Over the past five years, the chief marketing officer remit has broadened to encompass more tech, innovation and data responsibilities.

So just what does the marketing boss of the future need to focus on? “Marketing leaders are no longer responsible just for campaigns, they should be an integral part of company leadership,” according to Mastercard’s chief marketing and communication officer Raja Rajamannar.

“Yes, they need to be a marketing expert. But, equally, they need to understand finance and business impact. They need to understand data and how to leverage it or they will get killed by the competition. And they need to understand PR because marketing and PR should no longer be two separate functions. At Mastercard, they’re one organization.”
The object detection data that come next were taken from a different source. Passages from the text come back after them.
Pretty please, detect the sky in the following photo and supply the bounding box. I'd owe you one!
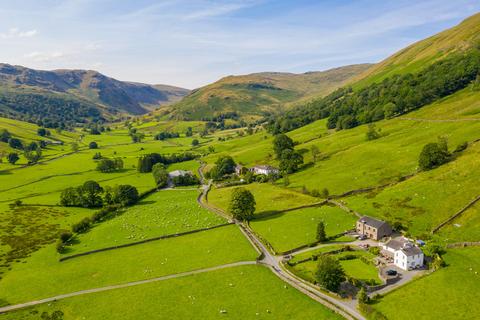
[0,0,480,89]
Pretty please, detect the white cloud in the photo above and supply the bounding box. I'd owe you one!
[0,28,38,39]
[23,51,65,62]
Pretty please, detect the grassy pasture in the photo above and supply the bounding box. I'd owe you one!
[0,225,257,303]
[208,183,320,214]
[291,246,381,284]
[0,266,341,320]
[345,143,480,237]
[374,247,480,320]
[67,190,225,254]
[250,206,356,252]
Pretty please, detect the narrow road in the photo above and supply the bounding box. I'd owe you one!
[197,163,365,320]
[0,261,257,314]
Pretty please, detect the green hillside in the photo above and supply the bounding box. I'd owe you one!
[0,64,188,127]
[269,14,480,133]
[163,64,371,120]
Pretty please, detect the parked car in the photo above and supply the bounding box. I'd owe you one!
[386,269,397,276]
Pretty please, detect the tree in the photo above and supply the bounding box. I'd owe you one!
[37,128,50,137]
[152,163,168,188]
[8,138,23,150]
[70,142,79,152]
[310,145,320,163]
[316,254,345,292]
[280,149,303,174]
[357,287,370,304]
[215,156,237,177]
[81,180,103,208]
[7,152,20,164]
[0,129,12,142]
[97,158,123,173]
[365,123,380,141]
[418,143,450,171]
[112,184,139,206]
[130,132,145,143]
[317,221,327,242]
[229,188,256,221]
[24,147,42,164]
[273,133,294,159]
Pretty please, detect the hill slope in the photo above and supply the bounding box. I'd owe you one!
[0,64,188,122]
[163,64,371,120]
[270,14,480,132]
[355,13,480,87]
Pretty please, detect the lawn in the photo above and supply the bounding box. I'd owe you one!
[0,266,342,320]
[0,225,257,303]
[290,246,381,284]
[208,183,321,214]
[374,247,480,320]
[67,189,226,254]
[250,206,356,252]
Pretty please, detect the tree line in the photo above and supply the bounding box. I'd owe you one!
[267,48,480,133]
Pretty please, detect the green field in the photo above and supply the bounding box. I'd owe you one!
[63,189,226,255]
[250,206,356,252]
[0,266,342,320]
[208,183,321,215]
[0,226,257,303]
[290,246,381,284]
[373,247,480,320]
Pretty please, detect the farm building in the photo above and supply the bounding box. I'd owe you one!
[382,238,424,270]
[356,216,392,240]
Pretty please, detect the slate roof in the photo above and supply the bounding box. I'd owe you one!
[402,246,423,257]
[168,170,191,177]
[359,216,387,229]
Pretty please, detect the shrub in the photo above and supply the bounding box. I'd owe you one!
[229,188,256,221]
[72,217,92,233]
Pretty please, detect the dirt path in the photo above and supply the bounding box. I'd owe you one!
[0,261,257,314]
[197,168,365,320]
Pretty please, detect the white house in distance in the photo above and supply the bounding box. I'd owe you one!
[382,237,424,270]
[250,165,279,176]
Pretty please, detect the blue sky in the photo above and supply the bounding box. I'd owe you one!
[0,0,480,88]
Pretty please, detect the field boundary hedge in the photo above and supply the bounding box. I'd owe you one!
[432,196,480,234]
[59,222,234,262]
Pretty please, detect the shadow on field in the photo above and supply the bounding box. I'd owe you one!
[135,200,157,206]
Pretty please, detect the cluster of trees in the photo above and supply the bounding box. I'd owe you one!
[154,131,180,140]
[137,152,198,173]
[228,188,256,221]
[267,49,480,134]
[0,90,105,129]
[0,129,46,164]
[128,128,145,143]
[94,158,123,173]
[418,137,452,171]
[273,133,303,174]
[206,156,237,181]
[60,180,139,208]
[37,128,52,137]
[172,173,200,186]
[316,254,346,292]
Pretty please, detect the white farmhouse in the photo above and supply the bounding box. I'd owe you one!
[250,165,279,176]
[382,238,424,270]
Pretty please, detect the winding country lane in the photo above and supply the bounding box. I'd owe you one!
[197,163,365,320]
[0,261,257,314]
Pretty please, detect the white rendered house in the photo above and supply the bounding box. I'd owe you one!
[382,238,424,270]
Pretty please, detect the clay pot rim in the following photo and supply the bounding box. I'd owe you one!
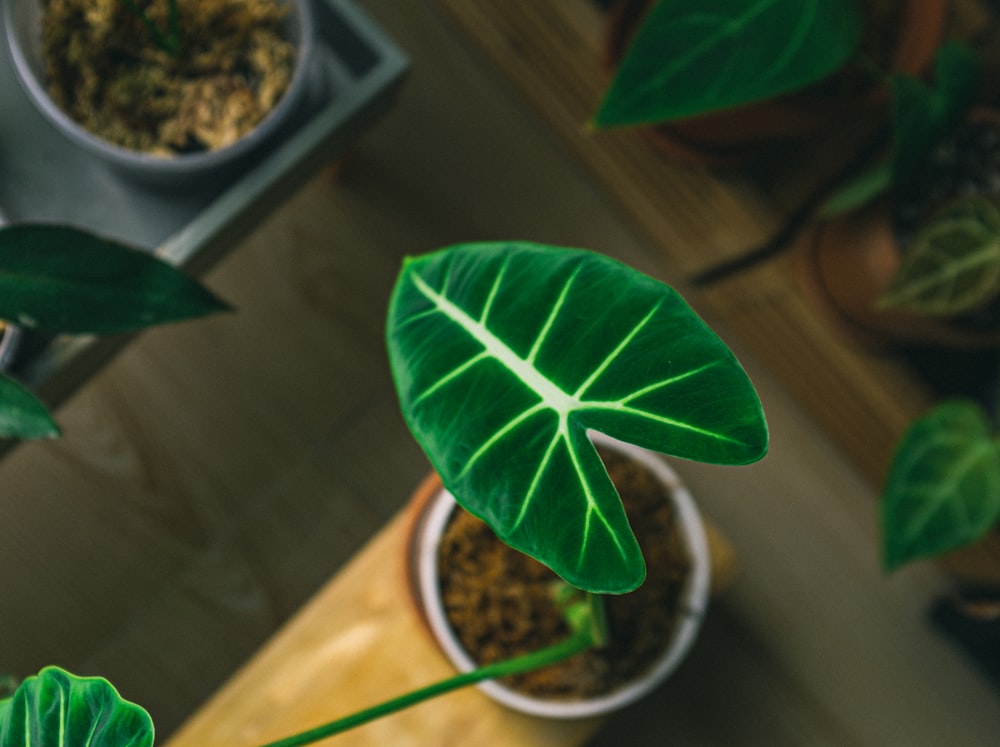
[410,431,711,719]
[4,0,316,183]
That’s not all though. With some chief marketing officers having larger technology buckets than the chief technology counterparts, they have to get to grips with how that’s disrupting their business internally.

“If you don’t understand it, how are you going to determine how to best spend your martech funds?” asked Rajamannar. “It’s imperative for marketers to have a solid grounding in all this.”

The 2018 Gartner CMO Spend Survey, which polls over 600 marketing leaders across industries in North America and the UK, found that 16% of marketing budgets were being allocated to innovation, with two-thirds of marketing heads expecting this to grow in 2019. However, on a scale of one to five, marketers rated themselves as a two for ‘innovation maturity’, indicating that there’s a skills gap that needs to be addressed.

Greg Johnson, chief innovation officer at Mcgarrybowen, believes 2019 needs to be the year marketers find the balance between thinking data will “solve all problems” versus believing creative is the silver bullet.

“Creative bravery is more important than ever and marketers can buy the ticket to creative bravery through data,” he said, offering some advice on how to achieve equilibrium. “When you understand your audience you can say: ‘We stand for something and we’re not afraid to risk a few people being upset.’ Data helps manage the risk.”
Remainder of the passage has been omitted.